Upon completion of the conference, attendees should be able to:
- Understand the why and when of a Medicare coverage analysis
- Understand the general rules for Medicare coverage in the clinical trial context
- Identify when an item or service is covered by Medicare
- Conduct a Medicare coverage analysis
Target Audience: Clinical Research Professionals including: Clinical Research Coordinators, Clinical Research Associates, Investigators, Auditors, Project Managers, Regulatory, Data Managers, Quality Assurance and Clinical Research Administrators
Contact Hours: 1 Contact Hours have been approved for through ACRP. Membership is not required for online registration of contact hours.
Contact Hour Cost:
- $0 Chapter Members
- $15 ACRP Members
- $30 Non-Members
To receive contact hours: Purchase the contact hours separately through ACRP, sign in at the registration desk and attend the program. Log on the ACRP website then “ACRP Learning Portal” to complete the evaluation no later than 30 days following the event and obtain the online certificate. To secure the contact hours the attendee must do all three things – sign in during the conference, purchase the contact hours and complete the evaluations.

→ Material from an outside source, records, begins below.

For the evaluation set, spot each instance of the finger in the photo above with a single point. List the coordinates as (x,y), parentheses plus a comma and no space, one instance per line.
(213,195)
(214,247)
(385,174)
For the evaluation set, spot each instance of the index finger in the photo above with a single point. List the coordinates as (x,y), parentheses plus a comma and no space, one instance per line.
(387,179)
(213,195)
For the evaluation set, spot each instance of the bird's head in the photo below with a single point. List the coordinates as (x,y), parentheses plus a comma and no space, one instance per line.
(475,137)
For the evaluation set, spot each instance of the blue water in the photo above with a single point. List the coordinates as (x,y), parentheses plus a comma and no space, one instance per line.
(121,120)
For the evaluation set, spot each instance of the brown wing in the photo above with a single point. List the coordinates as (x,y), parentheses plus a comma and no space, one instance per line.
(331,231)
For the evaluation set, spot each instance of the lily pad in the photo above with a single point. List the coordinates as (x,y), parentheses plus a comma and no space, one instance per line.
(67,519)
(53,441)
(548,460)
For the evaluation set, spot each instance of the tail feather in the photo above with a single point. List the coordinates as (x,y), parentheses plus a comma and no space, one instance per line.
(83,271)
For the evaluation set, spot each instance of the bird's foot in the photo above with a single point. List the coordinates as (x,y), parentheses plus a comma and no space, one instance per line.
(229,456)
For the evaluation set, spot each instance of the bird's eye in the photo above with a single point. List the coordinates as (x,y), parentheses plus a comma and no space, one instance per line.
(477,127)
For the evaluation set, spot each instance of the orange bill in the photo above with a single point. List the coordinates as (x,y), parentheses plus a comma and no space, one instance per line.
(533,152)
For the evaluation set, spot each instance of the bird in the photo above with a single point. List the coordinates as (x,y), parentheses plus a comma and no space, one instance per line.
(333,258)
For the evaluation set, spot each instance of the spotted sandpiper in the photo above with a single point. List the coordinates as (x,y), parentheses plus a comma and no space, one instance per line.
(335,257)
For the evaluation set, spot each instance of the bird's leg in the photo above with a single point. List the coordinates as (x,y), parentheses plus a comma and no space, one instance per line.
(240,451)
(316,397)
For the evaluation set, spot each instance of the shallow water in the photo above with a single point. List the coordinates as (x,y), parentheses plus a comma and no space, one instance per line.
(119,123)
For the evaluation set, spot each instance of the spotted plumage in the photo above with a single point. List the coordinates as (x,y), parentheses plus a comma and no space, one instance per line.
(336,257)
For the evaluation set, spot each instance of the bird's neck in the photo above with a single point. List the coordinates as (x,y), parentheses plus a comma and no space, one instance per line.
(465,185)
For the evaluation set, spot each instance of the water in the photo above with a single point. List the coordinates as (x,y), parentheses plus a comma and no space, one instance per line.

Refund Policy: There are no refunds unless the program is cancelled by the chapter before the start of the program.
Level: Intermediate
Speaker Information: Healthcare and biosciences attorney Carrie Hanger focuses on the needs of healthcare providers and entities engaged in clinical and pre-clinical research throughout the U.S. With ten years of experience representing and counseling clients, Carrie provides solutions for issues relating to enrollment and reimbursement, licensure and certification, regulatory and corporate compliance, risk management, and business disputes. She regularly analyzes issues related to clinical and preclinical research and drafts and negotiates clinical research related documents, such as clinical trial agreements and confidentiality agreements.